No, the reason that I hate Nixon is because he destroyed the United States manned space exploration program. As early as 1967, engineers at the National Aeronautics and Space Administration were contemplating building a reusable spacecraft. They had come up with a vehicle which would be completely reusable, much safer to fly than the rockets being used by the Apollo program, and capable of landing on a runway. It was fairly small, meant only for taking people into space and bringing them back. But it would totally transform manned space exploration, by eliminating the vertical take-offs that were so dangerous.
Instead of using a rocket to lift the spacecraft, the engineers wanted to use a wing, which would be piloted, and which would fly back to the launch site and land. The wing would carry the spacecraft to an altitude of about 40,000 feet, where the spacecraft would light up its rockets and fly off the back of the wing. The spacecraft would fly up to about 180 miles above the Earth, and then meet a cargo ship that had been launched previously. Only cargo would be launched straight up on rockets, people would fly into space on wings.

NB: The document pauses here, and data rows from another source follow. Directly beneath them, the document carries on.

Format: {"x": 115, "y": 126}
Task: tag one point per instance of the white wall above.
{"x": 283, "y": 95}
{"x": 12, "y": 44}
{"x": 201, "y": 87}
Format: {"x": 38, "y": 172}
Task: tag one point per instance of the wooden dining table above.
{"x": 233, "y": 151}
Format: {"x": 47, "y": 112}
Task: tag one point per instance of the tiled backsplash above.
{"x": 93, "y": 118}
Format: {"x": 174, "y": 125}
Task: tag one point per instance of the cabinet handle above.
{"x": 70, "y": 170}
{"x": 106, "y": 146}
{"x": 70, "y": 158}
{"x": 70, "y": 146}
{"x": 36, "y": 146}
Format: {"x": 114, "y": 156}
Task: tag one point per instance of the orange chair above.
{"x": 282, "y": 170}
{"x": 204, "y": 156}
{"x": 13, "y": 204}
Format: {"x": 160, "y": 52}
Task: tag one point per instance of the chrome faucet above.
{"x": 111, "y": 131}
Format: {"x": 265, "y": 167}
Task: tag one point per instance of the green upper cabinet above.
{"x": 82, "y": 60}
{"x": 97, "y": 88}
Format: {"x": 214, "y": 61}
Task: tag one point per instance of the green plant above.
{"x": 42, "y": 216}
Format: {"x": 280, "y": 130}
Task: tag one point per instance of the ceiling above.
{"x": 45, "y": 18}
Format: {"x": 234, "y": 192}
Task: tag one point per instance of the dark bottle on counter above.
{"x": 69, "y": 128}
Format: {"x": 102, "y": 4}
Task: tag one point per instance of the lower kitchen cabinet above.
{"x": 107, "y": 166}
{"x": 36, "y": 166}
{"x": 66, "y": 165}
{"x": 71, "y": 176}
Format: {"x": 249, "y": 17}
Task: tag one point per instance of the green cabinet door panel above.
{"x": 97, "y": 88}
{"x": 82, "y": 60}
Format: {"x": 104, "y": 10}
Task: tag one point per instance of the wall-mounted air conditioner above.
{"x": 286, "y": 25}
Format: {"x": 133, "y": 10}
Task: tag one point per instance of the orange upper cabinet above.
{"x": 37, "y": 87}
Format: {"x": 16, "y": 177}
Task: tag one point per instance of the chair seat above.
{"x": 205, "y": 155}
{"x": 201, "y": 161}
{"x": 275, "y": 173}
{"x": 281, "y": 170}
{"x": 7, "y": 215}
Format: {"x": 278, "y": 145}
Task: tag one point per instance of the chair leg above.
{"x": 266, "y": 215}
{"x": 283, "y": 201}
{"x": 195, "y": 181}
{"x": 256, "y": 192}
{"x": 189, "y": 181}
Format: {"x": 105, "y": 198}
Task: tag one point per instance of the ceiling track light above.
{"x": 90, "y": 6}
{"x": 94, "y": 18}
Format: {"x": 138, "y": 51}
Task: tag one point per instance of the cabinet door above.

Then Richard M. Nixon decided that the space program was too expensive, and he told NASA that it could only have one type of launch vehicle. Public sentiment had become very negative about throwing away a big rocket every mission, so NASA decided to use the concept that the engineers had been developing, but increase its size. Then, NASA found out that the National Reconnaissance Office wanted to put satellites the size of boxcars in orbit, which meant that the spacecraft would have to be much bigger. Using a wing to launch such a large spacecraft was impossible, so they would have to continue using rockets taking off straight up.
This is how the strange looking space shuttle came about, and why it was so expensive to use. Even though the engineers made the shuttle work, it was still very fragile. Management refusing to listen to the engineers resulted in two space shuttles, and their crews, being lost. If Nixon had not been so obsessed with winning in Vietnam, we might have had a space vehicle which would have been inexpensive to use, and which would have been ready early enough to capitalize on the Moon landings.
Tricky Dick WAS a crook, and the biggest thing that he stole was the future of the American manned space program. Thanks to him, we got stuck in Low Earth Orbit. Thanks to Nixon, we lost our sense of direction in space, which has led to the complete inability to launch people into orbit. Tricky Dick set us back at least 50, and maybe as much as 100 years. That is why I hate Richard M. Nixon.